Alex Day and Solveig Whittle On The Power Of Focusing On A Single Social Network

Lord-of-the-rings-ringThough I definitely encourage people to check out what's happening in the world of new social networks, lately I've been thinking more about the power of focusing on a single social network when initially building one's brand. So I decided to reach out to DIY pop star Alex Day and musician and marketing consultant Solveig Whittle for comments, since they'd influenced my thinking on this topic, and see if that might lead to an initial single network approach for DIY musicians.

Alex Day's gotten quite a bit of coverage at Hypebot due to his unique approach to building a DIY music career. He's especially known for his YouTube videos where he performs and shares his music.

Day has a sizable social media following but despite being at a point where some would add to their team or outsource some of their social media work, he continues to focus his art and business around YouTube with related use of other networks.
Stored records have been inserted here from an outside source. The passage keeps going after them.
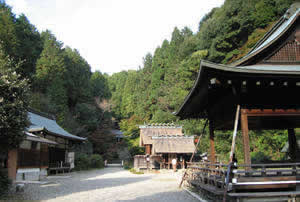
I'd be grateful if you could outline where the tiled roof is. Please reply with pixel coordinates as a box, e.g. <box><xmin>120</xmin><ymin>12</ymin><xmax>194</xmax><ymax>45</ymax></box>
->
<box><xmin>28</xmin><ymin>112</ymin><xmax>86</xmax><ymax>140</ymax></box>
<box><xmin>233</xmin><ymin>3</ymin><xmax>300</xmax><ymax>66</ymax></box>
<box><xmin>139</xmin><ymin>123</ymin><xmax>182</xmax><ymax>128</ymax></box>
<box><xmin>25</xmin><ymin>132</ymin><xmax>57</xmax><ymax>145</ymax></box>
<box><xmin>109</xmin><ymin>129</ymin><xmax>124</xmax><ymax>138</ymax></box>
<box><xmin>153</xmin><ymin>136</ymin><xmax>195</xmax><ymax>153</ymax></box>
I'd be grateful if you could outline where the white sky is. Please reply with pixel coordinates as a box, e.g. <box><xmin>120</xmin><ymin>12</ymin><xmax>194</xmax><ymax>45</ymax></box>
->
<box><xmin>6</xmin><ymin>0</ymin><xmax>224</xmax><ymax>74</ymax></box>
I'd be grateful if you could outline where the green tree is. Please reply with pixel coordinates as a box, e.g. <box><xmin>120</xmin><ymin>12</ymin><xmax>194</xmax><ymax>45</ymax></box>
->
<box><xmin>0</xmin><ymin>0</ymin><xmax>19</xmax><ymax>60</ymax></box>
<box><xmin>64</xmin><ymin>47</ymin><xmax>91</xmax><ymax>109</ymax></box>
<box><xmin>0</xmin><ymin>48</ymin><xmax>29</xmax><ymax>151</ymax></box>
<box><xmin>90</xmin><ymin>71</ymin><xmax>111</xmax><ymax>100</ymax></box>
<box><xmin>15</xmin><ymin>14</ymin><xmax>43</xmax><ymax>79</ymax></box>
<box><xmin>35</xmin><ymin>30</ymin><xmax>66</xmax><ymax>92</ymax></box>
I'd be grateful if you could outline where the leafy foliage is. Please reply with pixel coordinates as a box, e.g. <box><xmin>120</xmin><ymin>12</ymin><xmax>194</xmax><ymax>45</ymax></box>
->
<box><xmin>108</xmin><ymin>0</ymin><xmax>294</xmax><ymax>160</ymax></box>
<box><xmin>0</xmin><ymin>46</ymin><xmax>29</xmax><ymax>151</ymax></box>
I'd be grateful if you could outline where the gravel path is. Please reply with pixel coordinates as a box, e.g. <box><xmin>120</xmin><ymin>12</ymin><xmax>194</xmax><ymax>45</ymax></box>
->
<box><xmin>10</xmin><ymin>168</ymin><xmax>197</xmax><ymax>202</ymax></box>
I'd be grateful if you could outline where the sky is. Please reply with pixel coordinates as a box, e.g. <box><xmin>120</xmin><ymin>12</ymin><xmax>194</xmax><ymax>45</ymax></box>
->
<box><xmin>6</xmin><ymin>0</ymin><xmax>224</xmax><ymax>74</ymax></box>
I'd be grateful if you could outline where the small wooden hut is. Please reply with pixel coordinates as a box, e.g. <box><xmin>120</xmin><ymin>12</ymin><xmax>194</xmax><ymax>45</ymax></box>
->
<box><xmin>177</xmin><ymin>3</ymin><xmax>300</xmax><ymax>201</ymax></box>
<box><xmin>135</xmin><ymin>124</ymin><xmax>195</xmax><ymax>169</ymax></box>
<box><xmin>3</xmin><ymin>109</ymin><xmax>85</xmax><ymax>181</ymax></box>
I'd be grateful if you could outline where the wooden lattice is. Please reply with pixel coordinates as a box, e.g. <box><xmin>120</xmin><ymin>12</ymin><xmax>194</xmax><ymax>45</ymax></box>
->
<box><xmin>267</xmin><ymin>41</ymin><xmax>300</xmax><ymax>62</ymax></box>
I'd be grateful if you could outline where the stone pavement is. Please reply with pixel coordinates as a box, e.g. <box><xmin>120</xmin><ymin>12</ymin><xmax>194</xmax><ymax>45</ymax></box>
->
<box><xmin>8</xmin><ymin>167</ymin><xmax>197</xmax><ymax>202</ymax></box>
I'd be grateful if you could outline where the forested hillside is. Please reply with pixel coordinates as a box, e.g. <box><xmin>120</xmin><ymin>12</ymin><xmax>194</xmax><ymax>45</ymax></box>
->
<box><xmin>0</xmin><ymin>0</ymin><xmax>294</xmax><ymax>164</ymax></box>
<box><xmin>109</xmin><ymin>0</ymin><xmax>293</xmax><ymax>160</ymax></box>
<box><xmin>0</xmin><ymin>0</ymin><xmax>110</xmax><ymax>157</ymax></box>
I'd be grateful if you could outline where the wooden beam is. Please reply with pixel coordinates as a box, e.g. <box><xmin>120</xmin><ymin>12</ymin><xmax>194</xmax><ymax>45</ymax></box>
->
<box><xmin>244</xmin><ymin>109</ymin><xmax>300</xmax><ymax>116</ymax></box>
<box><xmin>209</xmin><ymin>121</ymin><xmax>216</xmax><ymax>163</ymax></box>
<box><xmin>241</xmin><ymin>109</ymin><xmax>251</xmax><ymax>167</ymax></box>
<box><xmin>223</xmin><ymin>105</ymin><xmax>240</xmax><ymax>202</ymax></box>
<box><xmin>288</xmin><ymin>128</ymin><xmax>297</xmax><ymax>161</ymax></box>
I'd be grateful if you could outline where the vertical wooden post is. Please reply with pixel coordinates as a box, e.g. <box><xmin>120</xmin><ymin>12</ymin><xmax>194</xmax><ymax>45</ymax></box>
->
<box><xmin>241</xmin><ymin>109</ymin><xmax>251</xmax><ymax>167</ymax></box>
<box><xmin>7</xmin><ymin>149</ymin><xmax>18</xmax><ymax>181</ymax></box>
<box><xmin>288</xmin><ymin>128</ymin><xmax>297</xmax><ymax>161</ymax></box>
<box><xmin>209</xmin><ymin>121</ymin><xmax>216</xmax><ymax>163</ymax></box>
<box><xmin>223</xmin><ymin>105</ymin><xmax>240</xmax><ymax>202</ymax></box>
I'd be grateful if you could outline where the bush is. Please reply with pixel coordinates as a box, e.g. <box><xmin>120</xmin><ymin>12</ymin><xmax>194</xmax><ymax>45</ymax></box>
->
<box><xmin>90</xmin><ymin>154</ymin><xmax>104</xmax><ymax>168</ymax></box>
<box><xmin>251</xmin><ymin>152</ymin><xmax>271</xmax><ymax>164</ymax></box>
<box><xmin>0</xmin><ymin>168</ymin><xmax>11</xmax><ymax>196</ymax></box>
<box><xmin>75</xmin><ymin>153</ymin><xmax>90</xmax><ymax>170</ymax></box>
<box><xmin>129</xmin><ymin>168</ymin><xmax>144</xmax><ymax>175</ymax></box>
<box><xmin>75</xmin><ymin>153</ymin><xmax>104</xmax><ymax>170</ymax></box>
<box><xmin>123</xmin><ymin>161</ymin><xmax>133</xmax><ymax>170</ymax></box>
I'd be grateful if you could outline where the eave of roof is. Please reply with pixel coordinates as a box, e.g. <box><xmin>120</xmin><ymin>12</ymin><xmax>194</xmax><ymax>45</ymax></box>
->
<box><xmin>232</xmin><ymin>3</ymin><xmax>300</xmax><ymax>66</ymax></box>
<box><xmin>175</xmin><ymin>60</ymin><xmax>300</xmax><ymax>117</ymax></box>
<box><xmin>25</xmin><ymin>132</ymin><xmax>58</xmax><ymax>145</ymax></box>
<box><xmin>28</xmin><ymin>112</ymin><xmax>86</xmax><ymax>141</ymax></box>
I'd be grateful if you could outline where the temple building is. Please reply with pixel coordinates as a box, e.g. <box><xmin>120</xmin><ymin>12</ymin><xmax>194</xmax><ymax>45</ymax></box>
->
<box><xmin>134</xmin><ymin>124</ymin><xmax>195</xmax><ymax>169</ymax></box>
<box><xmin>176</xmin><ymin>3</ymin><xmax>300</xmax><ymax>201</ymax></box>
<box><xmin>3</xmin><ymin>110</ymin><xmax>86</xmax><ymax>181</ymax></box>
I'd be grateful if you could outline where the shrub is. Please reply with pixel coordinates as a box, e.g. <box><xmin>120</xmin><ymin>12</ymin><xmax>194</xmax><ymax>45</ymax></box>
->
<box><xmin>75</xmin><ymin>153</ymin><xmax>90</xmax><ymax>170</ymax></box>
<box><xmin>129</xmin><ymin>168</ymin><xmax>144</xmax><ymax>175</ymax></box>
<box><xmin>123</xmin><ymin>161</ymin><xmax>133</xmax><ymax>170</ymax></box>
<box><xmin>251</xmin><ymin>151</ymin><xmax>271</xmax><ymax>163</ymax></box>
<box><xmin>90</xmin><ymin>154</ymin><xmax>104</xmax><ymax>168</ymax></box>
<box><xmin>75</xmin><ymin>153</ymin><xmax>104</xmax><ymax>170</ymax></box>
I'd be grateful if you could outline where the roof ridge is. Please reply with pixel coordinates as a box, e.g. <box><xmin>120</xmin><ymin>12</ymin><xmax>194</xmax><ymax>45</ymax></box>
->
<box><xmin>28</xmin><ymin>107</ymin><xmax>56</xmax><ymax>121</ymax></box>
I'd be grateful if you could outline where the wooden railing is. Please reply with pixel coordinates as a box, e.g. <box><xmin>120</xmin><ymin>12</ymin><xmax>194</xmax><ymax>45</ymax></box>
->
<box><xmin>187</xmin><ymin>162</ymin><xmax>300</xmax><ymax>194</ymax></box>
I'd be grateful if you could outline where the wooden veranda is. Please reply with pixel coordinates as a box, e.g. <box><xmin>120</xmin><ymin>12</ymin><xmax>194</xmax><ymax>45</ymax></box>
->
<box><xmin>176</xmin><ymin>3</ymin><xmax>300</xmax><ymax>201</ymax></box>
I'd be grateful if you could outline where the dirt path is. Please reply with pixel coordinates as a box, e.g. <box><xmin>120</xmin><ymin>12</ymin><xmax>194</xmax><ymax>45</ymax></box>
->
<box><xmin>7</xmin><ymin>168</ymin><xmax>197</xmax><ymax>202</ymax></box>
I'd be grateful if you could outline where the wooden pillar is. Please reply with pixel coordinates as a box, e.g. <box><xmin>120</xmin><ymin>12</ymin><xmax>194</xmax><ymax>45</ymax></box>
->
<box><xmin>7</xmin><ymin>149</ymin><xmax>18</xmax><ymax>181</ymax></box>
<box><xmin>145</xmin><ymin>144</ymin><xmax>151</xmax><ymax>155</ymax></box>
<box><xmin>241</xmin><ymin>109</ymin><xmax>251</xmax><ymax>169</ymax></box>
<box><xmin>209</xmin><ymin>122</ymin><xmax>216</xmax><ymax>163</ymax></box>
<box><xmin>288</xmin><ymin>128</ymin><xmax>297</xmax><ymax>161</ymax></box>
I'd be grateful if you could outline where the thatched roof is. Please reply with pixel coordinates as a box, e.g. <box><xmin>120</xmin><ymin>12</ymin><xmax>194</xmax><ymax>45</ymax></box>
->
<box><xmin>139</xmin><ymin>124</ymin><xmax>183</xmax><ymax>146</ymax></box>
<box><xmin>152</xmin><ymin>136</ymin><xmax>195</xmax><ymax>154</ymax></box>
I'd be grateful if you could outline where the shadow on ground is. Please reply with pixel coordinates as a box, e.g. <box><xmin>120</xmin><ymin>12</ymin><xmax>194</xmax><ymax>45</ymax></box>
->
<box><xmin>115</xmin><ymin>190</ymin><xmax>198</xmax><ymax>202</ymax></box>
<box><xmin>7</xmin><ymin>168</ymin><xmax>151</xmax><ymax>200</ymax></box>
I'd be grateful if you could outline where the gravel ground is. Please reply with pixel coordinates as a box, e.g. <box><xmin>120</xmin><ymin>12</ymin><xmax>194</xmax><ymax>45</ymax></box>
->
<box><xmin>4</xmin><ymin>167</ymin><xmax>197</xmax><ymax>202</ymax></box>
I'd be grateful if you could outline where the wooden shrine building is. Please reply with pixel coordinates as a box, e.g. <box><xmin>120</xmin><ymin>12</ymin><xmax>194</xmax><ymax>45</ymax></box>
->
<box><xmin>6</xmin><ymin>109</ymin><xmax>86</xmax><ymax>181</ymax></box>
<box><xmin>134</xmin><ymin>124</ymin><xmax>195</xmax><ymax>169</ymax></box>
<box><xmin>176</xmin><ymin>3</ymin><xmax>300</xmax><ymax>202</ymax></box>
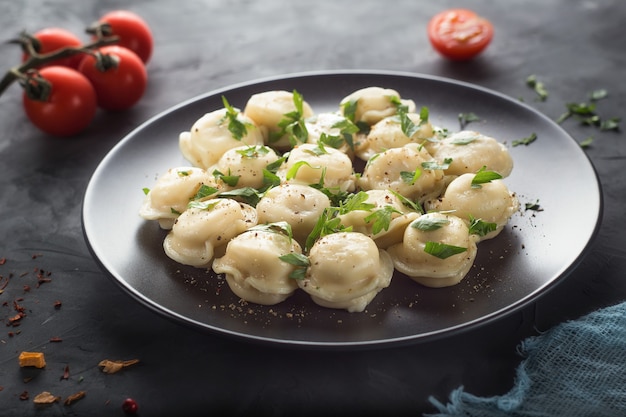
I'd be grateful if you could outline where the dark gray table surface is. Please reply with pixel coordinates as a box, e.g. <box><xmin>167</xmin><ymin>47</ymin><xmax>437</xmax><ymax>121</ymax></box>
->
<box><xmin>0</xmin><ymin>0</ymin><xmax>626</xmax><ymax>416</ymax></box>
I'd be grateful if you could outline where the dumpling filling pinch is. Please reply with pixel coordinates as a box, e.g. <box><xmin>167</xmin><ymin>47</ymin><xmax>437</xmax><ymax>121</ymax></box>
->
<box><xmin>298</xmin><ymin>232</ymin><xmax>393</xmax><ymax>312</ymax></box>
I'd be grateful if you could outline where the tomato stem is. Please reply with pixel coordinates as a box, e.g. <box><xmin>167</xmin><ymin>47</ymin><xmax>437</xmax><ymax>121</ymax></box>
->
<box><xmin>0</xmin><ymin>34</ymin><xmax>119</xmax><ymax>95</ymax></box>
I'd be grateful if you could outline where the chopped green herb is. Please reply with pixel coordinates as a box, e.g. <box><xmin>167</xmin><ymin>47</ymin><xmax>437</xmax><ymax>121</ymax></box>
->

Alex Day on Focusing One's Audience

Though Alex Day has a strong presence across social networks, YouTube is the core network that features and monetizes his work. He stated in an email:

"I primarily use YouTube for a number of reasons. Firstly, it's monetisable. I'm still baffled that musicians don't consider YouTube to be a primary income stream. When my tweets or my facebook posts get viewed, I only get paid in attention. When my YouTube videos get viewed, I get paid in attention AND money!"

Day's official website is a Tumblr blog that has a varied schedule and a large numbers of "notes." He also has a sizable following on Facebook and Twitter. Here's how he views his social media presence:

"YouTube is the place to go if you want to see what I'm up to. I only have a Twitter because I think it's useful for people that might have heard my songs through a friend and don't know to check YouTube first; Tumblr because I use it as a primarily music-focused blog; and Facebook because I think it supports more meaningful growth (you're more likely to incur dead accounts on Twitter and YouTube where people change their usernames or online habits by ditching the account and starting again, but a Facebook profile is always going to be yours)."

"So people know what to expect from each different platform. It's as much for me as it is for my audience, though – who has the time to be maintaining various online appearances when you could be off doing stuff in the world? :)"

Day feels this approach also focuses his audience:

"The other thing about streamlining is that I'm getting more views and followers to each stream if I only have a few of them. I post pictures to Twitter so some people might follow me primarily because they like the pictures I post. If I set up an Instagram, those people will just go there for the pictures, so it becomes very fragmented."

Do note that Day's well-organized approach does not feature multiple daily posts on each social network timed to an optimum point in the day for maximum impact and repeated at varying intervals. But though he does make a good case for focusing one's social network activities, Solveig Whittle helped me a bit more with the issue of starting with a focus on only one network.

Solveig Whittle on Focusing One's Energy

I had noticed that musician and marketing consultant Solveig Whittle seemed primarily active on Twitter and we had discussed this topic so I asked for her take on the matter:

"Focusing on the primary social media channel where your audience is interacting is more efficient. It's becoming better understood in the social media marketing world at large that a small business (which a musician or band is, really) has finite resources to devote to social media. Focus is important for keeping your sanity. If and when a band gets big enough to financially support a larger social media team (when they are no longer 100% DIY), then they can actively address other channels."

She also pointed to statements by Ellie Mirman:

"Especially if you have limited time and resources, don’t spread yourself too thin by trying to maintain an active presence on every single social media site. Research and learn about the makeup of the audience that populates each social network so you can figure out where you should focus. If your audience isn't there, don't waste your time."

And by James A. Martin discussing Jim Bennette's research:

"So how can an SMB [small and midsized businesses] be successful in social media? The key is to focus on just one social media network to begin with, Bennette said. Keep at it until you perfect it. Then, as you become successful with that social network, consider adding other social media channels to augment what you're doing on your primary social platform."

A Single Network Approach

Taken as a whole, the above comments and insights do support an initial single network approach to DIY music marketing. Such an approach can support multiple styles of involvement.

Alex Day tends to focus his activities around video production and related quick content posts maintaining a consistent routine without posting regularly throughout the day. Solveig Whittle does post regularly on Twitter and utilizes a variety of techniques and tools in the process.

Both styles can fit a single network approach. Day is demonstrating how that approach can scale without adding a social media team. Whittle seems more an advocate for building a presence that would ultimately require support to maintain on a consistent basis but is initially grown through a single network.

Whichever style or combination you prefer, focusing on a single network will allow you to build a solid foundation for further growth.